All feedwater heaters are not high pressure. There are LP feedwater heaters also which operate under vacuum in steam side. LP feed water heaters mostly do not have desuperheating zones. The last heater under condenser neck have neither desuperheating zone nor drain cooling zone.
 
Lukezo - If you're looking to fully understand the method for calculating a heat exchanger for your own interest, that's commendable. But unless you're intending to do this for a living, it's a lot of work for limited return. Also, I'm pretty sure that you'll wind-up with a custom unit that will be hideously expensive, along with a delivery date that will make you wince.

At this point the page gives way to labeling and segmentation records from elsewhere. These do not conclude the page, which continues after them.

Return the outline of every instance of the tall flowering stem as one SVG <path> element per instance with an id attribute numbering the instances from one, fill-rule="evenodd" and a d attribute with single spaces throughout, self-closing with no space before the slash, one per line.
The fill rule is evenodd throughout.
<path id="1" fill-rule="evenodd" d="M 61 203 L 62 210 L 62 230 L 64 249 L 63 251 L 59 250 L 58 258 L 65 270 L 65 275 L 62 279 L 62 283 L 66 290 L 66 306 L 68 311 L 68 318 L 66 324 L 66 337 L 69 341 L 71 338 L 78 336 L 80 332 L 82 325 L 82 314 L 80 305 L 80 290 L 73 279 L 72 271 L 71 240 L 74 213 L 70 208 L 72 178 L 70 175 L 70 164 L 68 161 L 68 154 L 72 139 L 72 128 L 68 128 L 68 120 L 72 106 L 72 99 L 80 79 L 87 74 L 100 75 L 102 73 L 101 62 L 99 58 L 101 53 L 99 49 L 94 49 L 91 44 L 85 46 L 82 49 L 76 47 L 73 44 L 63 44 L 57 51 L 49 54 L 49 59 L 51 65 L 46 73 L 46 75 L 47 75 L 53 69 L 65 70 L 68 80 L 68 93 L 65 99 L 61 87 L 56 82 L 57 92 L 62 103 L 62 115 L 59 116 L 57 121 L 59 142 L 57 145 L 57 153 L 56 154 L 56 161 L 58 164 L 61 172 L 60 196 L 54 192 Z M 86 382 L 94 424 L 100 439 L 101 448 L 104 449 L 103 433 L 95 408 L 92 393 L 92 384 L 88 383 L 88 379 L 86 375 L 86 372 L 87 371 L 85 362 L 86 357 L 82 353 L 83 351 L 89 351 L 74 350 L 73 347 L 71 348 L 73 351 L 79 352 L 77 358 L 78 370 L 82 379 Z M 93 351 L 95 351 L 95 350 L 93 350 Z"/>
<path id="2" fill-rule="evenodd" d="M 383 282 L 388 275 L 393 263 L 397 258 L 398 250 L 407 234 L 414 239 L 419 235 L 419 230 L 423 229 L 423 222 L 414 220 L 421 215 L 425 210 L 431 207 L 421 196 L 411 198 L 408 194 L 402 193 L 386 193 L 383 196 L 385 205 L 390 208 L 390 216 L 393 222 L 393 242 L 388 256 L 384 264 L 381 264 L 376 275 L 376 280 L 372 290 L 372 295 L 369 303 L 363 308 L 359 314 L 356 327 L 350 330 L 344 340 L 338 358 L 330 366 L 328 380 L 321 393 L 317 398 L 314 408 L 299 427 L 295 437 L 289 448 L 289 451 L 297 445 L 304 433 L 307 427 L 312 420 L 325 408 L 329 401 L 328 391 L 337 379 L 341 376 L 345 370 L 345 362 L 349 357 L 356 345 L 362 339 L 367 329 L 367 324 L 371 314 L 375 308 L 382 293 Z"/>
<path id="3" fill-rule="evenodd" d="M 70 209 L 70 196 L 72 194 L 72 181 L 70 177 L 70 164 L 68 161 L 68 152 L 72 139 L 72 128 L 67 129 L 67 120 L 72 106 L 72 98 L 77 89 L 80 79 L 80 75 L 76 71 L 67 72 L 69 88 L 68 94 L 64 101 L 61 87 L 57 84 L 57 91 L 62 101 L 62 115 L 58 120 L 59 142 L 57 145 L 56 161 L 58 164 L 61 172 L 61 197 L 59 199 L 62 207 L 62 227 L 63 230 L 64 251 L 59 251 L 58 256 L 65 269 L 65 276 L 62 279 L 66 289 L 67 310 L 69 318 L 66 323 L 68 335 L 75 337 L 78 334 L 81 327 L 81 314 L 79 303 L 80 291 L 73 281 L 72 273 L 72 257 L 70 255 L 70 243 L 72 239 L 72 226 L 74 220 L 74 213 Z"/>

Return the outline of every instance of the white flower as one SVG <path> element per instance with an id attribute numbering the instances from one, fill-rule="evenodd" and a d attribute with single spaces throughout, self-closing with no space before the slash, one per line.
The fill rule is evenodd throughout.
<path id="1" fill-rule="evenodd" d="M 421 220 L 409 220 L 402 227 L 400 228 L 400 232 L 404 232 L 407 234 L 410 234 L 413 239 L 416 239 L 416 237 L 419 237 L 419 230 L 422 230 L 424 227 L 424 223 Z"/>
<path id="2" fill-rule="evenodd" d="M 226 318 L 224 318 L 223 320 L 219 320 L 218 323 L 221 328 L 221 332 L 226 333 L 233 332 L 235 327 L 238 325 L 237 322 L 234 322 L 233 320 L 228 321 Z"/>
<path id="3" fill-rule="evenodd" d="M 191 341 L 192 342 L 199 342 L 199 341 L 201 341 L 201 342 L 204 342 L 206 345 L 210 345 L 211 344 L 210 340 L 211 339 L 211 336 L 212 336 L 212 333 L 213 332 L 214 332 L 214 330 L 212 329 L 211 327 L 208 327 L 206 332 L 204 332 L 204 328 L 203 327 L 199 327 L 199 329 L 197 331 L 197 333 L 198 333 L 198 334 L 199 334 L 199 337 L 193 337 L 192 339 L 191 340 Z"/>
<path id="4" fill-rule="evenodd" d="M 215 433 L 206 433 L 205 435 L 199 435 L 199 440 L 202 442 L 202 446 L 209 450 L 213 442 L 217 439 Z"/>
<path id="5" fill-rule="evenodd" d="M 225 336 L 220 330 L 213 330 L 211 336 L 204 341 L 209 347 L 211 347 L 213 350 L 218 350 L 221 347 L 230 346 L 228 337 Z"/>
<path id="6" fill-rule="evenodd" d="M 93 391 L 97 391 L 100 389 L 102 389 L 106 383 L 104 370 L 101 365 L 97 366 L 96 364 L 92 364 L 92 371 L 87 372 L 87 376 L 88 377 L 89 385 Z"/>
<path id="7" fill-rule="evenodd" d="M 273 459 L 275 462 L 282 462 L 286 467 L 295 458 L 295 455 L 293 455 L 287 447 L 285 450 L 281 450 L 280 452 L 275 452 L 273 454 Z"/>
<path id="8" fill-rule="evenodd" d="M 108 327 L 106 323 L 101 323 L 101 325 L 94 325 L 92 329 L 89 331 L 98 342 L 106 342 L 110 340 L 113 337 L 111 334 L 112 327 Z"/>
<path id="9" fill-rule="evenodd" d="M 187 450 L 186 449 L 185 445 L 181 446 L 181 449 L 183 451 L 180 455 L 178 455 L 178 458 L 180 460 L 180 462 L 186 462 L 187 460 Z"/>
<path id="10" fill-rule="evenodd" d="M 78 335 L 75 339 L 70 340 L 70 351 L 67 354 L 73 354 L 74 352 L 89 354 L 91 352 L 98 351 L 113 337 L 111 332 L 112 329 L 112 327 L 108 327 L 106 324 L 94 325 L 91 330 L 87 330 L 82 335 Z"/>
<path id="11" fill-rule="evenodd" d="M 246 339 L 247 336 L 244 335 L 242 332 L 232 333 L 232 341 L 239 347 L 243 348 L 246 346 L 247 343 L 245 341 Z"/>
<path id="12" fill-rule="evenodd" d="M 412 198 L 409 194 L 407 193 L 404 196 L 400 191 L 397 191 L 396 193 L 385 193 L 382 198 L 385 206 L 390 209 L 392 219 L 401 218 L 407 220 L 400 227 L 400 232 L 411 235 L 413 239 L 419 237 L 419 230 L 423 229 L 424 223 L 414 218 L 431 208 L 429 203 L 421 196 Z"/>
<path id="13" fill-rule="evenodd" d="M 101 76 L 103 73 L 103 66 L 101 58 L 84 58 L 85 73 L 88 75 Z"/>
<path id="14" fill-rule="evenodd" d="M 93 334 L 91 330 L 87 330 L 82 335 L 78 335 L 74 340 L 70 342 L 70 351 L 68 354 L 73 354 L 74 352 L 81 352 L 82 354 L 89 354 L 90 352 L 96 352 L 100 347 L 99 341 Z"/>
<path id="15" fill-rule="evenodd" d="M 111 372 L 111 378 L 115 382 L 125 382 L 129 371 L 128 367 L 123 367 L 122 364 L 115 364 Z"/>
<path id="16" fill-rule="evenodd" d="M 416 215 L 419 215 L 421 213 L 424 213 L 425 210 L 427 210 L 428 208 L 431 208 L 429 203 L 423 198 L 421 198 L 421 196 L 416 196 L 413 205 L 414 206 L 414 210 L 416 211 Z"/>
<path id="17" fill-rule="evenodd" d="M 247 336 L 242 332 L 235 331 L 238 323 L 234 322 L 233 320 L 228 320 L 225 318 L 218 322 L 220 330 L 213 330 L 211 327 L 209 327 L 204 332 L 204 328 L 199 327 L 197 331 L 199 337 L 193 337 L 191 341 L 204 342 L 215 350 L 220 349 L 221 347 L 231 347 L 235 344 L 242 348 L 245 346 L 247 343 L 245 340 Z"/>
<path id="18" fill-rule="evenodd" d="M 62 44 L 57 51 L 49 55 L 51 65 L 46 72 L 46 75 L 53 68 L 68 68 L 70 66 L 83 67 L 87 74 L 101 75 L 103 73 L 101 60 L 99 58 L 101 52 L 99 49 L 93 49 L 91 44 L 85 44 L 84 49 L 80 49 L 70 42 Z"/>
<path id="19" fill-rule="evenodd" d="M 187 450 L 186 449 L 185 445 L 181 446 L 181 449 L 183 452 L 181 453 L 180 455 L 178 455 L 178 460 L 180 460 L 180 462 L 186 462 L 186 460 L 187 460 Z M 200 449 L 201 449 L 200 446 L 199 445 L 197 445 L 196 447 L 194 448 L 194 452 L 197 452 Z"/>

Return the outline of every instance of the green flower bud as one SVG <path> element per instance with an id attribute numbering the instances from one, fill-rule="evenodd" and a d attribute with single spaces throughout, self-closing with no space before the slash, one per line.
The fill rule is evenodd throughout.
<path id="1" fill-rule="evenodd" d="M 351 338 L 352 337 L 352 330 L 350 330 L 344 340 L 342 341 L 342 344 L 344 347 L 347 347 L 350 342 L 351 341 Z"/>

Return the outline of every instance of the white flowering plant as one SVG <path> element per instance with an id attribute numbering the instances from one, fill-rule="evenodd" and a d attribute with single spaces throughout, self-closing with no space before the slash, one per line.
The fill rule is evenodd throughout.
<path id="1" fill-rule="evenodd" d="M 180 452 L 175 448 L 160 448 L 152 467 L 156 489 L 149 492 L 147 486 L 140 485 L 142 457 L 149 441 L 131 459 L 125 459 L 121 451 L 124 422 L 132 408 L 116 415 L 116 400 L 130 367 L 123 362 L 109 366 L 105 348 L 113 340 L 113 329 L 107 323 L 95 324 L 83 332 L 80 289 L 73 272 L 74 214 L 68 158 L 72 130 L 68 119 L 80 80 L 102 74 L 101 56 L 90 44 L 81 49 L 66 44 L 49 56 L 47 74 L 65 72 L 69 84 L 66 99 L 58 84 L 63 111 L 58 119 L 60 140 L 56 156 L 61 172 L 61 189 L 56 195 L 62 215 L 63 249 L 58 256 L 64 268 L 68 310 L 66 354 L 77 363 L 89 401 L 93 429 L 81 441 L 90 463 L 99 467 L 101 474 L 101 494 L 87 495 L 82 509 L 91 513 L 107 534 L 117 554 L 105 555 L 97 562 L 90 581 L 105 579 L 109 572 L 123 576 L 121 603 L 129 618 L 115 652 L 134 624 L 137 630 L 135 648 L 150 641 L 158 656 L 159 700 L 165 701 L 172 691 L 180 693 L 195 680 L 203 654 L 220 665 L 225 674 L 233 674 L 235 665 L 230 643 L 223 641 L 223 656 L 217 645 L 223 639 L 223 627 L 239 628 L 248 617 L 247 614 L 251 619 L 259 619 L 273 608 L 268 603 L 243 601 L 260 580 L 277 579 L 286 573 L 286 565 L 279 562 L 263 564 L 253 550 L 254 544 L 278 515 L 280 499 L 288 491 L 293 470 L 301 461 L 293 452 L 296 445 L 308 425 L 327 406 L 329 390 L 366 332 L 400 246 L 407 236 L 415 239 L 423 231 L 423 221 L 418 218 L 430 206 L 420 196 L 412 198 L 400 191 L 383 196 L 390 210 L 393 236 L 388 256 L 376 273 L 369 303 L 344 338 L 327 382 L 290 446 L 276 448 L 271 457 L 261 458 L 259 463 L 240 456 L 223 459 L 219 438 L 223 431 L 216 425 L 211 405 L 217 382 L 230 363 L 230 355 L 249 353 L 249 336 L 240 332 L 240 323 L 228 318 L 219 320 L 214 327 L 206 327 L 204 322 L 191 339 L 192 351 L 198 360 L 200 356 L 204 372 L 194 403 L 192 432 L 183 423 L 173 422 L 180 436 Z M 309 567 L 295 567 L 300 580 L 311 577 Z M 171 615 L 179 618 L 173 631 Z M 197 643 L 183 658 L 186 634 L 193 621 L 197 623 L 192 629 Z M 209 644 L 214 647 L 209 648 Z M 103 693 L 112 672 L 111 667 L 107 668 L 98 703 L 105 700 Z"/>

If you're just looking for a unit that will do the job, I'd give the water flow rate, inlet & outlet temps, along with the steam pressure available at the HX inlet to a manufacturer or their vendor, and let them do the heavy lifting. They'll have software (that they won't share with you) that will spit out a range of suitable standard units they offer in a few minutes, along with the pressure drops across their units.
 
Agreed, read up DQ Kern on sizing shell and tube HX in condensing service if you want to learn how this is done manually. You can also send out an RFQ to HX manufacturers with your filled TEMA datasheet stating process and other mechanical requirements.
Presume this query is related to your other recent post on computing mean tube wall temp. This computation for Tw is also in DQ Kern.
 
Hi,

we chose to inject vapor directly in the tube. Which mixing valve do you suggest, since the needed mixing temperature deviation is +-5°C.

feedwater
MFR=1200kg/min
T_in=20...40°C (range)

heating vapor MFR=100kg/min
2,5BarG
T=145°C

T_out=65 (+-5) °C

MFR's are correct, I just need a cheaper sollution.